Des métriques de succès qui ne mentent pas
Les métriques de vanité
Inscriptions, connexions, clics. Elles montent presque toujours et ne prouvent rien. Une bonne métrique baisse quand on fait quelque chose de mauvais : c'est le test.
Remplacez « combien sont entrés » par « combien ont terminé l'action pour laquelle ils sont venus », et « combien se sont inscrits » par « combien sont revenus la deuxième semaine ».
Une paire de métriques, pas une seule
Chaque métrique principale a besoin d'une métrique d'équilibre. Vitesse contre qualité. Taux d'automatisation contre satisfaction. Chiffre d'affaires contre annulations. Sans l'équilibre, toute équipe trouvera un moyen d'améliorer la métrique principale d'une façon qui nuit ailleurs.
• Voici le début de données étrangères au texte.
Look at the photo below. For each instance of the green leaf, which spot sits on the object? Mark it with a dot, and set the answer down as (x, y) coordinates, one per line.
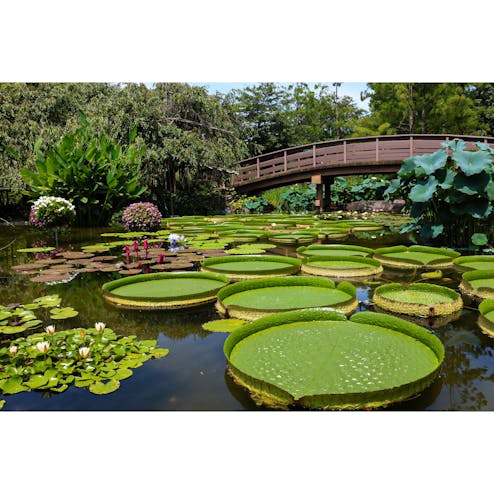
(423, 192)
(63, 313)
(13, 385)
(101, 388)
(479, 239)
(431, 162)
(473, 162)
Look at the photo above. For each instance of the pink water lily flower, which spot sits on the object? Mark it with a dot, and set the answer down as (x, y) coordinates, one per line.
(43, 346)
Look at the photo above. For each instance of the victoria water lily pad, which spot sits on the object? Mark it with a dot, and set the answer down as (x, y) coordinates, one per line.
(315, 358)
(256, 298)
(223, 325)
(466, 263)
(418, 299)
(341, 266)
(164, 290)
(334, 250)
(416, 256)
(247, 267)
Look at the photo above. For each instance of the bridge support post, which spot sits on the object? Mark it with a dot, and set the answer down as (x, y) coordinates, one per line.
(328, 182)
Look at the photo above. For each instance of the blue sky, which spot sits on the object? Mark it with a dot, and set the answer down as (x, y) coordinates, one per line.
(352, 89)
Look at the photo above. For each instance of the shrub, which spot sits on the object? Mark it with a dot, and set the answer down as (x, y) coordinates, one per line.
(97, 174)
(142, 216)
(50, 211)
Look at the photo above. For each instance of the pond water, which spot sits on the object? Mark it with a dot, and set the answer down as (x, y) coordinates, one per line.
(193, 376)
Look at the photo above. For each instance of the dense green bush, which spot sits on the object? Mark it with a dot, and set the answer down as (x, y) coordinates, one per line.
(94, 172)
(449, 193)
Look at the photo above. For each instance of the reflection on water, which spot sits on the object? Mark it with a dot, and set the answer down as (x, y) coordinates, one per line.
(193, 376)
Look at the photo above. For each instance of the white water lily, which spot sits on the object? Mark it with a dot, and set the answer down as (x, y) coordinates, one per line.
(50, 330)
(43, 346)
(100, 326)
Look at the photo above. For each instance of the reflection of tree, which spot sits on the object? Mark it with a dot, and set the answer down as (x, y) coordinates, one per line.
(460, 374)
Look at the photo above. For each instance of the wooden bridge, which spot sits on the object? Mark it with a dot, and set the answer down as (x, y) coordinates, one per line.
(320, 162)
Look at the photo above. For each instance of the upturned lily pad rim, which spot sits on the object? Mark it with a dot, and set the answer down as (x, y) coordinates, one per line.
(462, 261)
(250, 313)
(370, 267)
(412, 308)
(288, 265)
(311, 250)
(275, 396)
(173, 299)
(445, 256)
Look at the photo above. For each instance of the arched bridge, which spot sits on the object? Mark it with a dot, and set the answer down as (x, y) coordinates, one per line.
(320, 162)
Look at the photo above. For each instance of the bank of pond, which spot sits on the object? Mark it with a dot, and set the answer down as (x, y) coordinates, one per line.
(244, 312)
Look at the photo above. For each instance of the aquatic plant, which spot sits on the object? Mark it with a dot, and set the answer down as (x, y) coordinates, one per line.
(449, 192)
(316, 358)
(93, 358)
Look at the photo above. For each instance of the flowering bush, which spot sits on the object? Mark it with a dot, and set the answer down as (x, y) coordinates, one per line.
(142, 217)
(51, 211)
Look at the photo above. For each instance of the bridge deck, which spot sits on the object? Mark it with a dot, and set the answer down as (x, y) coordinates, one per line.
(354, 156)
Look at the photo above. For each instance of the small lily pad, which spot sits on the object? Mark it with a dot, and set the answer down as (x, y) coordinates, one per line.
(63, 313)
(223, 325)
(101, 388)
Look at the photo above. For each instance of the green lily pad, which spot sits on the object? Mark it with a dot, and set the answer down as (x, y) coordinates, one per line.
(223, 325)
(63, 313)
(101, 388)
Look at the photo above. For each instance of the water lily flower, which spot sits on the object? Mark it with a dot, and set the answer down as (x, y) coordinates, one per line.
(43, 346)
(100, 327)
(50, 330)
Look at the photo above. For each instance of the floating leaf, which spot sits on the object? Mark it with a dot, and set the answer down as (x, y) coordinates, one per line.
(63, 313)
(223, 325)
(13, 385)
(101, 388)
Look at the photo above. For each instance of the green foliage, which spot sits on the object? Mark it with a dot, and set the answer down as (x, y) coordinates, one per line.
(93, 171)
(450, 193)
(94, 358)
(298, 199)
(358, 188)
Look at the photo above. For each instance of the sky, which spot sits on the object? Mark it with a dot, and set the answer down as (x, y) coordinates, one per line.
(352, 89)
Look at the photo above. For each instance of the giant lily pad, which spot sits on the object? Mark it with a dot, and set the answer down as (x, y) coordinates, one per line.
(418, 299)
(341, 266)
(478, 284)
(241, 267)
(468, 263)
(256, 298)
(416, 256)
(164, 290)
(334, 250)
(315, 358)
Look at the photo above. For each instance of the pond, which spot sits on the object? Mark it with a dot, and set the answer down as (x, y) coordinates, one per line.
(193, 376)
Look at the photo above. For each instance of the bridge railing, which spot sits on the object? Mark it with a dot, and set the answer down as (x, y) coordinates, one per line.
(337, 153)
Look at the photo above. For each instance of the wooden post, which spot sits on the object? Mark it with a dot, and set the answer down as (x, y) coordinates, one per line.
(319, 198)
(328, 182)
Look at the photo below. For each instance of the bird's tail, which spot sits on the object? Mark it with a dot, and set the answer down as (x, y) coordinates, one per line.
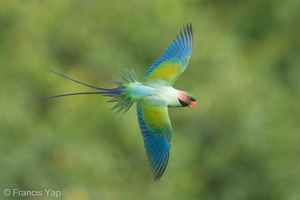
(124, 102)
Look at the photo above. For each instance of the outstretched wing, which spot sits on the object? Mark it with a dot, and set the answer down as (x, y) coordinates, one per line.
(157, 133)
(174, 60)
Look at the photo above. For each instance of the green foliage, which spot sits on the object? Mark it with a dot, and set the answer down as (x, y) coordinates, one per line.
(240, 142)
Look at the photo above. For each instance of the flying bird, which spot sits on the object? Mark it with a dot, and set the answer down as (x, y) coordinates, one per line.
(153, 96)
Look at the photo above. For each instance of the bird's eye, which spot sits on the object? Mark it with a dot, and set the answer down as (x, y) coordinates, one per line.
(183, 103)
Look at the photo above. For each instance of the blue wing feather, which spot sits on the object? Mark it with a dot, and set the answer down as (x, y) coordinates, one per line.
(180, 48)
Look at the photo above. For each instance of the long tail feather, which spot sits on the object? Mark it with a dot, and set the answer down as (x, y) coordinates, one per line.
(91, 86)
(123, 100)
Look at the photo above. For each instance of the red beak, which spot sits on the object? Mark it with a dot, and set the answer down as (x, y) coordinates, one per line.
(193, 104)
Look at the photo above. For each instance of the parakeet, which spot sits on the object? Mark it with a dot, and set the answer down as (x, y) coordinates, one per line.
(153, 95)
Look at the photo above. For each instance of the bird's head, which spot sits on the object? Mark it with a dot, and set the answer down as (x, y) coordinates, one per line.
(186, 99)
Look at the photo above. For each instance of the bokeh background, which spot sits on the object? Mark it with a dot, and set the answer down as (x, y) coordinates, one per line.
(241, 141)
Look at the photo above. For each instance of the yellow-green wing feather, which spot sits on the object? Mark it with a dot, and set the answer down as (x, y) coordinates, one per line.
(156, 129)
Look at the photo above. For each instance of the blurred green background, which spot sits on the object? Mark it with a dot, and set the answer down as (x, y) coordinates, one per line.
(241, 142)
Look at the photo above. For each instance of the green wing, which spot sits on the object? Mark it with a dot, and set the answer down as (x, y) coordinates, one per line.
(156, 129)
(174, 60)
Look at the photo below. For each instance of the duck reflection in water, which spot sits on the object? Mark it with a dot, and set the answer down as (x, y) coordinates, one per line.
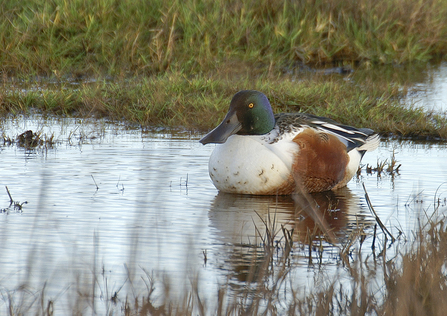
(239, 219)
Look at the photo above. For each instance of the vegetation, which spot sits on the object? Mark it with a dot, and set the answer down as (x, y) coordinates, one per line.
(61, 37)
(199, 104)
(410, 281)
(177, 63)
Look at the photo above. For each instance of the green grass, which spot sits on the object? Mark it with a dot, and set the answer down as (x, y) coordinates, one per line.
(97, 37)
(199, 103)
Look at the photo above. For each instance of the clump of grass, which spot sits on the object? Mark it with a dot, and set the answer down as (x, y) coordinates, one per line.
(200, 103)
(387, 166)
(30, 140)
(130, 37)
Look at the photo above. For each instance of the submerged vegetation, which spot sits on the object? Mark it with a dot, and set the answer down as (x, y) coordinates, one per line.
(178, 63)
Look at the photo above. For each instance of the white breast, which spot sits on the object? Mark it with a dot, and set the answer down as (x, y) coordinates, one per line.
(249, 165)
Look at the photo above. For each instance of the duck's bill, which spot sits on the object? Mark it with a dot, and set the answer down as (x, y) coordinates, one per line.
(229, 126)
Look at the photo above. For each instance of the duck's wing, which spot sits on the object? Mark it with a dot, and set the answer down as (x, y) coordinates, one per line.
(361, 139)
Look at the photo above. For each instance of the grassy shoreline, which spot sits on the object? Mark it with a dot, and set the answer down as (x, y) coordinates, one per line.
(177, 63)
(199, 103)
(128, 38)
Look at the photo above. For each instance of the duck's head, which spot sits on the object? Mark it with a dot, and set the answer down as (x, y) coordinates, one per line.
(250, 113)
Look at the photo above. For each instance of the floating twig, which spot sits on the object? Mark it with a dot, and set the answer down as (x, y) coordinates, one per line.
(382, 227)
(10, 197)
(97, 188)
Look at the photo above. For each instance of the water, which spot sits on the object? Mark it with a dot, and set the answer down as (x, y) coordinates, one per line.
(134, 208)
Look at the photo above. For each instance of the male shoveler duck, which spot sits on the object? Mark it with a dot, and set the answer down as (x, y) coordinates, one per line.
(265, 154)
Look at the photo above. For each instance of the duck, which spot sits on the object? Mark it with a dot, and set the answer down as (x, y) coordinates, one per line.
(261, 153)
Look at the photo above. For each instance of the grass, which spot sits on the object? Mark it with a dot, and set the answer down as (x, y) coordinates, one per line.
(176, 63)
(121, 38)
(411, 281)
(197, 103)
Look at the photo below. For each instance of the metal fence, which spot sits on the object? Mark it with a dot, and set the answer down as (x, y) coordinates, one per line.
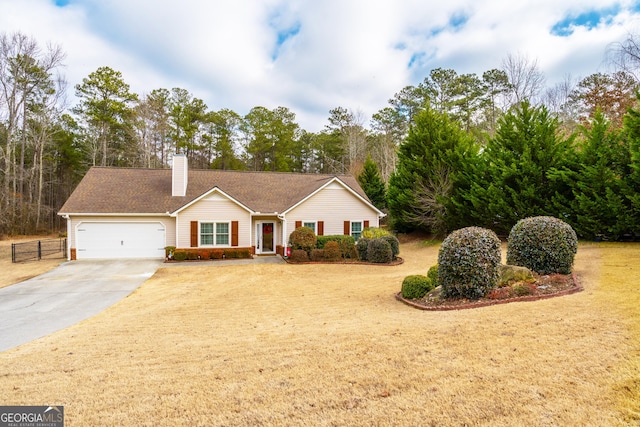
(35, 250)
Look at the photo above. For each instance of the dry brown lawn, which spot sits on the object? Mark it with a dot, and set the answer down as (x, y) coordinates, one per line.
(315, 345)
(18, 272)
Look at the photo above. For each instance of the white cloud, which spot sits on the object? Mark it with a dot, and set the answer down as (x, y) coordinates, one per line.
(349, 53)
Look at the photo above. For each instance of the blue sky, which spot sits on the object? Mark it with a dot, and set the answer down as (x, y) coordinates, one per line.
(312, 56)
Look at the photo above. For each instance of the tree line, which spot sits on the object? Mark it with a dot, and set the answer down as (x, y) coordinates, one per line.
(47, 143)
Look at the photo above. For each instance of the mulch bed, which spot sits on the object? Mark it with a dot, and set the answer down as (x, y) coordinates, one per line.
(545, 286)
(397, 261)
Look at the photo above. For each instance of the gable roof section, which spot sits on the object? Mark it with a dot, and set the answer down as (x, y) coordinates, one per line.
(340, 182)
(105, 190)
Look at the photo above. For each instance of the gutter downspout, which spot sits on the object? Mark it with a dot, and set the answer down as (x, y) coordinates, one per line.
(283, 218)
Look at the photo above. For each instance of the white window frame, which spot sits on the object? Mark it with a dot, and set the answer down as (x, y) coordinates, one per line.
(215, 234)
(351, 228)
(315, 225)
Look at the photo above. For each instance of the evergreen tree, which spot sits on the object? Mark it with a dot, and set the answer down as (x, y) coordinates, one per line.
(525, 171)
(372, 183)
(632, 179)
(430, 169)
(600, 205)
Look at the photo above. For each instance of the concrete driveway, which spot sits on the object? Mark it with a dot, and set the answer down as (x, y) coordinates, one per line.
(66, 295)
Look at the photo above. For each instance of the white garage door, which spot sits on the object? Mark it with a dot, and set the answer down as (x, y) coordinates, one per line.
(120, 240)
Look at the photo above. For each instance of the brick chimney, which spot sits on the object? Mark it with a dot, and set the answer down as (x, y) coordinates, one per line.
(179, 175)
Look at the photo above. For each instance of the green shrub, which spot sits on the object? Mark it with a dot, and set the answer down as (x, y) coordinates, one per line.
(468, 263)
(543, 244)
(374, 233)
(394, 243)
(237, 253)
(168, 251)
(416, 286)
(362, 246)
(303, 238)
(299, 255)
(433, 274)
(332, 251)
(317, 255)
(379, 251)
(346, 243)
(216, 253)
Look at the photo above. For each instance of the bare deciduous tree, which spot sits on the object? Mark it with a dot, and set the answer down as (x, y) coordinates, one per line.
(429, 194)
(525, 78)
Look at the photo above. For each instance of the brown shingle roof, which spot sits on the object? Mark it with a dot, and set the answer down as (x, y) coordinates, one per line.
(148, 191)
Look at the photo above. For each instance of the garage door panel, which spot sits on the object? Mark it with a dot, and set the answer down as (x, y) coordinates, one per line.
(120, 240)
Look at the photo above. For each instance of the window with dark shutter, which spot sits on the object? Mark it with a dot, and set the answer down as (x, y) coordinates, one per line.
(194, 234)
(234, 233)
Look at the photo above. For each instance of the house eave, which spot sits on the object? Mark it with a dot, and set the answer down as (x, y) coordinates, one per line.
(118, 214)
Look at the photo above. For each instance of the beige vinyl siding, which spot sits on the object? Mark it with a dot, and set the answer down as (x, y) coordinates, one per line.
(334, 204)
(214, 208)
(277, 229)
(168, 222)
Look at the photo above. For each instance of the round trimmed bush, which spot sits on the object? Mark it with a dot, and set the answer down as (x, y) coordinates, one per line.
(317, 255)
(543, 244)
(394, 243)
(374, 232)
(332, 251)
(433, 274)
(299, 255)
(469, 263)
(416, 286)
(303, 238)
(379, 251)
(361, 247)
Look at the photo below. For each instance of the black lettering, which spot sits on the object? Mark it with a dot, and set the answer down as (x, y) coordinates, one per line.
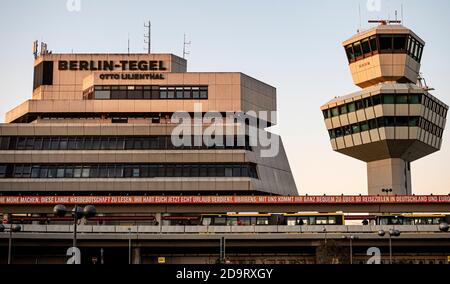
(108, 65)
(133, 65)
(124, 64)
(153, 65)
(84, 65)
(62, 65)
(73, 65)
(92, 66)
(161, 65)
(143, 65)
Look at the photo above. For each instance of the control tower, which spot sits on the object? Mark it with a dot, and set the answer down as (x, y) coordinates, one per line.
(393, 120)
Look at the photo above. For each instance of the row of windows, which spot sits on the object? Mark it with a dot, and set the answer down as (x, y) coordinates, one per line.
(384, 43)
(146, 92)
(126, 170)
(386, 121)
(386, 99)
(114, 143)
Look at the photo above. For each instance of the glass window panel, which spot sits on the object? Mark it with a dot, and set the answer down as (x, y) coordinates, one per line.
(102, 95)
(373, 44)
(179, 93)
(385, 42)
(413, 121)
(34, 172)
(69, 172)
(376, 100)
(364, 126)
(195, 92)
(351, 107)
(357, 49)
(77, 172)
(171, 93)
(203, 92)
(86, 171)
(334, 111)
(388, 99)
(350, 54)
(366, 47)
(400, 42)
(401, 99)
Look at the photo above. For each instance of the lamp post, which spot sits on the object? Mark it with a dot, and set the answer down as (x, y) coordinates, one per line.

Mettez les deux chiffres sur le même tableau, côte à côte.
Avant et après
Mesurez deux semaines avant la sortie. Sans référence, tout chiffre après la sortie est une histoire qu'on peut raconter dans les deux sens. Si possible, livrez à une partie des utilisateurs et comparez au groupe resté dans l'état actuel : c'est la seule façon de séparer l'impact de la saisonnalité.
Pour aller plus loin
Définissez la métrique comme une requête sauvegardée, pas comme un chiffre que quelqu'un calcule à la main une fois par mois. Une métrique qui exige un travail manuel cesse d'être mesurée exactement quand elle devient intéressante. Ajoutez des ventilations : par type d'utilisateur, par ancienneté, par canal ; une moyenne stable cache souvent une chute nette dans un segment.